Chroniques

par laurent bergnach

Jules Massenet
Werther

1 DVD TDK (2005)
DVWW-OPWER
production enregistrée au Staatsoper en février 2005

Avec cette production enregistrée au Staatsoper en février dernier, Werther retrouve un public viennois qui l'a soutenu depuis sa création au Hofoper, le 16 février 1892. Jules Massenet en avait achevé la partition piano-chant en 1887, mais le directeur de l'Opéra Comique, déçu de ne pas y retrouver les promesses de succès d'une Manon présentée trois ans plus tôt, refusa l'ouvrage. Alors que l'œuvre en germe était annoncée depuis 1880, il fallut attendre le succès de cette même Manon dans la capitale autrichienne (en 1890) pour qu'elle sortît du tiroir. L'accueil enthousiaste devait redonner confiance au compositeur qui privilégiait ici mélancolie et couleurs sombres.

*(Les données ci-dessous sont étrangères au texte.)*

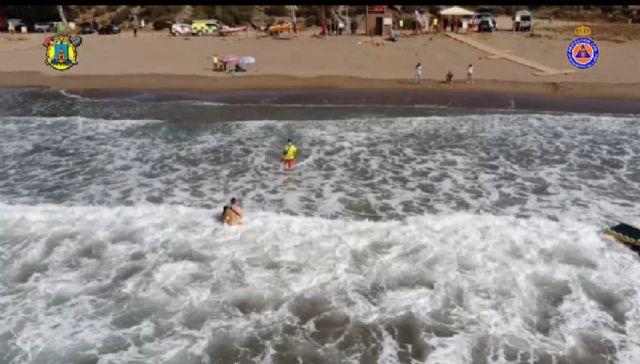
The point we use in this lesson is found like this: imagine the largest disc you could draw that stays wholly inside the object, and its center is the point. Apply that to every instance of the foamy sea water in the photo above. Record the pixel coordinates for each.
(403, 235)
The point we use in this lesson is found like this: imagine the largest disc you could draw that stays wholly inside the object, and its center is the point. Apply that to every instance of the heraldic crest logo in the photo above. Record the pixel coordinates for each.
(62, 51)
(583, 52)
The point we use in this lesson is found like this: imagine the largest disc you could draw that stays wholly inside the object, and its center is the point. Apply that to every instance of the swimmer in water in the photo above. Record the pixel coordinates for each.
(232, 214)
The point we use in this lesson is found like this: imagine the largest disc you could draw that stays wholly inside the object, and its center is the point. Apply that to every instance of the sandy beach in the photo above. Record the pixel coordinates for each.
(158, 61)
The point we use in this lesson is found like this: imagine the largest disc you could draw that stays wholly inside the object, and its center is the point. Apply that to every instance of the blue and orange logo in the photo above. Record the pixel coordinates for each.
(62, 51)
(583, 52)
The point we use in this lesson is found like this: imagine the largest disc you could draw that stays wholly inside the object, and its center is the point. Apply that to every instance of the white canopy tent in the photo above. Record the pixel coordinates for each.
(456, 11)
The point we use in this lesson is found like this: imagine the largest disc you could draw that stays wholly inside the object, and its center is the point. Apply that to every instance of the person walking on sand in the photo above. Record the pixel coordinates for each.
(216, 63)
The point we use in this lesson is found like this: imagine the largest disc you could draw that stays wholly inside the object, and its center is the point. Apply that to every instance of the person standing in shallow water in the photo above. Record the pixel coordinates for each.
(232, 214)
(289, 154)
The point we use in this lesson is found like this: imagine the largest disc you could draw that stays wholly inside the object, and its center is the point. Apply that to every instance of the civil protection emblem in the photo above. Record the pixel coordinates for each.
(583, 52)
(62, 51)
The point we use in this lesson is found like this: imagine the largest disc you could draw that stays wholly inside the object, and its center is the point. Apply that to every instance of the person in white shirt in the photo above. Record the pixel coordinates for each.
(418, 73)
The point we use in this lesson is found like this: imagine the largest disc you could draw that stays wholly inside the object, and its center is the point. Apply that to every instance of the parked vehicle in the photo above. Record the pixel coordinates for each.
(88, 28)
(479, 17)
(109, 29)
(180, 29)
(205, 27)
(523, 21)
(486, 25)
(17, 24)
(161, 25)
(44, 27)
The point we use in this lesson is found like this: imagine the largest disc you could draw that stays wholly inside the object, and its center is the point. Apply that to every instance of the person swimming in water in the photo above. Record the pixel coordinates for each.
(232, 214)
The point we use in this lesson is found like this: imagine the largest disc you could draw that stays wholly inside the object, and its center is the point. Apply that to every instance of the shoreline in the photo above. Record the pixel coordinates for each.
(345, 91)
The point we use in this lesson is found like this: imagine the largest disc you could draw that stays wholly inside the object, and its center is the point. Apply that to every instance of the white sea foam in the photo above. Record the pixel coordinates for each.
(522, 165)
(486, 245)
(169, 284)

Puisque le roman épistolaire de Goethe – Les Souffrances du jeune Werther (1774) ne présente que le point de vue de l'amoureux malheureux, les librettistes Edouard Blau, Paul Milliet et Georges Hartmann ont dû rééquilibrer l'action pour une version scénique ; ils ont notamment redonné du poids à l'indifférente Charlotte, maman de ses nombreux frères et sœurs, qui cette fois ne serait plus insensible à l'amour qu'on lui offre.

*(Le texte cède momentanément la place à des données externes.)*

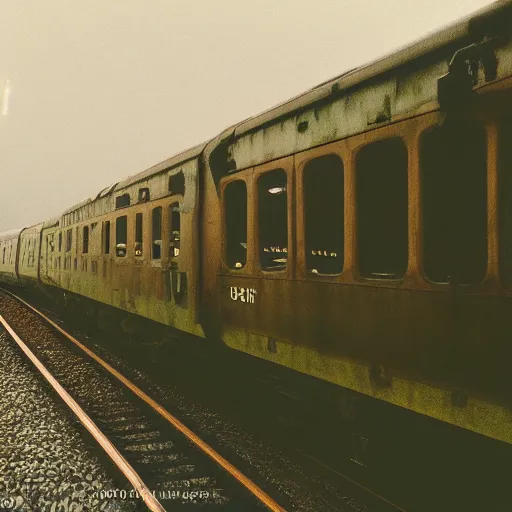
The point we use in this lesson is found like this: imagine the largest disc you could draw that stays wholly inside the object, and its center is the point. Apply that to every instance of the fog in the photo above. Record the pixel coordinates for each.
(95, 91)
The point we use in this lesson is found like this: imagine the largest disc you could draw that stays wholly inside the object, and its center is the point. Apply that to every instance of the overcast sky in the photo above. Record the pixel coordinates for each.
(103, 89)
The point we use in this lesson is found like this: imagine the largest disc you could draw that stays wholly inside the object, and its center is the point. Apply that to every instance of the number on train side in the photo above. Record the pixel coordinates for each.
(247, 295)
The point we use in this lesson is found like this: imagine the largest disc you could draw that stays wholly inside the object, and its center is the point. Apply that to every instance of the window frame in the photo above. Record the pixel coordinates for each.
(246, 177)
(286, 164)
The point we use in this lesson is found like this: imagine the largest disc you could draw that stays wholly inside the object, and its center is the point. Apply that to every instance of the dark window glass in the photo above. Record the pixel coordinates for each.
(382, 209)
(235, 204)
(505, 200)
(453, 161)
(138, 234)
(156, 233)
(273, 220)
(85, 249)
(323, 210)
(121, 235)
(177, 184)
(69, 239)
(123, 201)
(174, 230)
(106, 237)
(144, 195)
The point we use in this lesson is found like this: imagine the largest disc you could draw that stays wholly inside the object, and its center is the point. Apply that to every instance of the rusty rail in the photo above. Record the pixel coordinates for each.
(152, 503)
(259, 493)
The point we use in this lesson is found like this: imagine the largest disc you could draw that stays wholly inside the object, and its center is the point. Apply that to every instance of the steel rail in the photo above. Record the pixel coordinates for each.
(151, 502)
(259, 493)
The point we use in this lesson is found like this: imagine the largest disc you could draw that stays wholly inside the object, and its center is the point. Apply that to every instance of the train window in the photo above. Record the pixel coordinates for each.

Malgré cela, elle reste prisonnière des conventions sociales – promesse d'épouser l'homme désigné par une mourante, résistance à l'adultère – et Andrei Serban a justement décalé l'histoire dans les années cinquante, qui regardent alors comme modèle la puritaine Amérique du Nord. Si certains partis pris se justifient difficilement – Albert assiste à l'adieu final –, son idée de l'arbre central est bienvenue à plusieurs égards et sa direction d'acteur des plus soignées.

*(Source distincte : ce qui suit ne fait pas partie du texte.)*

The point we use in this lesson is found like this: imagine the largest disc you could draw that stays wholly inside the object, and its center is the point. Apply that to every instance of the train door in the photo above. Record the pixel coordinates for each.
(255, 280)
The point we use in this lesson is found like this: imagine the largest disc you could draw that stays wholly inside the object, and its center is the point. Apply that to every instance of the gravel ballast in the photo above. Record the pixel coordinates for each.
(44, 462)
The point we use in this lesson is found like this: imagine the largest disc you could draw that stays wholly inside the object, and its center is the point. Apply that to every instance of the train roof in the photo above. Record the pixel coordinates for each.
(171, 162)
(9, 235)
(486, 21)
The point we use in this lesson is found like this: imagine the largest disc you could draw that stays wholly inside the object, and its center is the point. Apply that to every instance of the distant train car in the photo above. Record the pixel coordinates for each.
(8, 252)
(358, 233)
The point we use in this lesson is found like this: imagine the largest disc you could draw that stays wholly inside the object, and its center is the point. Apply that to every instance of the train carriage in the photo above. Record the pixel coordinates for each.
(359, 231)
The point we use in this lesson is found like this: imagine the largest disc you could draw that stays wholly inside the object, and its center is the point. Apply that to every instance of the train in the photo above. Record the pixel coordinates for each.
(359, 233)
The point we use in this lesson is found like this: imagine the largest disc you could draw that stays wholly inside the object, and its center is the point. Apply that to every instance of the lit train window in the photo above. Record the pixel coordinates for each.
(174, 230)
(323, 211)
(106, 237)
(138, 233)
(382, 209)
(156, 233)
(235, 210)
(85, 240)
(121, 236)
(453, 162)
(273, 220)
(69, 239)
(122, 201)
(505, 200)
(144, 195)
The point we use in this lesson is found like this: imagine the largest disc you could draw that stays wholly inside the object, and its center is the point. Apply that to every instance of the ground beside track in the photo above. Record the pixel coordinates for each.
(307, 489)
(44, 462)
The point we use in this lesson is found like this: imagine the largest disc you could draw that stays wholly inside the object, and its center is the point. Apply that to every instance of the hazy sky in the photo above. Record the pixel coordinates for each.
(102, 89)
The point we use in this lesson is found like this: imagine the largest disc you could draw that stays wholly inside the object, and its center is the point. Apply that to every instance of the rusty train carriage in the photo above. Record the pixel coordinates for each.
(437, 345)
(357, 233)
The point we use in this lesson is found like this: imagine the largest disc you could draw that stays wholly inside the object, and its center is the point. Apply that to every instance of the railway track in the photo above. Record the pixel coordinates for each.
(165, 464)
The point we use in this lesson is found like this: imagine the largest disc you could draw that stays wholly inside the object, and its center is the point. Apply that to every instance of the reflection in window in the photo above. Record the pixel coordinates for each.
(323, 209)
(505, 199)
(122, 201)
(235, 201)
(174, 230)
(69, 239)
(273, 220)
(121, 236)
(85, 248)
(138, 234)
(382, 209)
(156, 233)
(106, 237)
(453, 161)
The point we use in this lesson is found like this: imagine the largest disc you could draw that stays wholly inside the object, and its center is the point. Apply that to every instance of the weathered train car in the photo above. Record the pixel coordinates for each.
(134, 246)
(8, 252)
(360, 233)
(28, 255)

Notre attachement aux personnages principaux est d'autant plus facile que des chanteurs solides les incarnent. D'une voix moelleuse au timbre rond, égale sur toute la tessiture, le mezzo letton Elina Garanca (Charlotte) pose ses aigus délicatement. Marcelo Álvarez (Werther fort nuancé) jouit d'une diction appréciable, et amène lui aussi ses aigus en douceur. Sans nasaliser, toujours souple et bien conduit, Adrian Eröd est le baryton idéal dans le rôle d'Albert. À la tête de l'Orchester der Wiener Staatsoper, le jeune Philippe Jordan surprend par sa maturité ; l'ensemble est très timbré, avec notamment des cordes claires et suaves qui rendent justice au travail de coloriste du Français.